The System Disproportionately Impacts People of Color.

A Delaware Access to Justice Commission’s Subcommittee on Fairness in the Adult Criminal Justice System finding in 2016 stated that “arrests are more common in urban areas with a greater share of residents that are African American and impoverished.” 

There are solutions to this problem. 

Enact Common Sense Legislation.

The CEDP seeks a world in which one’s poverty does not affect how they are punished in the criminal justice system. This can be achieved through attainable, common sense legislative changes. 


A Noise Violation Should Not Land You in Prison.

The bottom line is that everyone makes mistakes. The severity of the consequences of those mistakes should not be dictated by one’s poverty level.

About Us

What is the Campaign to End Debtors' Prison?

We are a group of Delaware residents who seek to reform the system of court-imposed fines and fees that too often lead to financial insecurity, loss of employment, and imprisonment. We believe that poverty is not a crime and that an inability to pay should not result in a harsher penalty. 


This campaign was launched in the summer of 2019 under the auspices of Network Delaware.

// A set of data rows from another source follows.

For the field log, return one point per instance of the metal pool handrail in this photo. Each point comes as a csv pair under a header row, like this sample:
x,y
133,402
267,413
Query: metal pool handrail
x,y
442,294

The campaign quickly learned that the Delaware Center for Justice had been researching fines and fees and developing proposed state legislation. The campaign met monthly in the basement of SsAM Episcopal Church and strategized on how to support a previously introduced fines and fees reform bill (the old SB39). Efforts included getting Wilmington City Council to pass a supportive resolution, researching solutions, developing issue education materials, recruiting more volunteers, and meeting with legislators. COVID brought an abrupt end to possible legislative progress in 2020. The campaign pivoted to advocating for and then disseminating information about a COVID-necessitated moratorium on consequences for failure to pay court fines and fees. The latter part of 2020 was spent pushing for better and bolder fines/fees draft legislation and priming the pump for strong community support.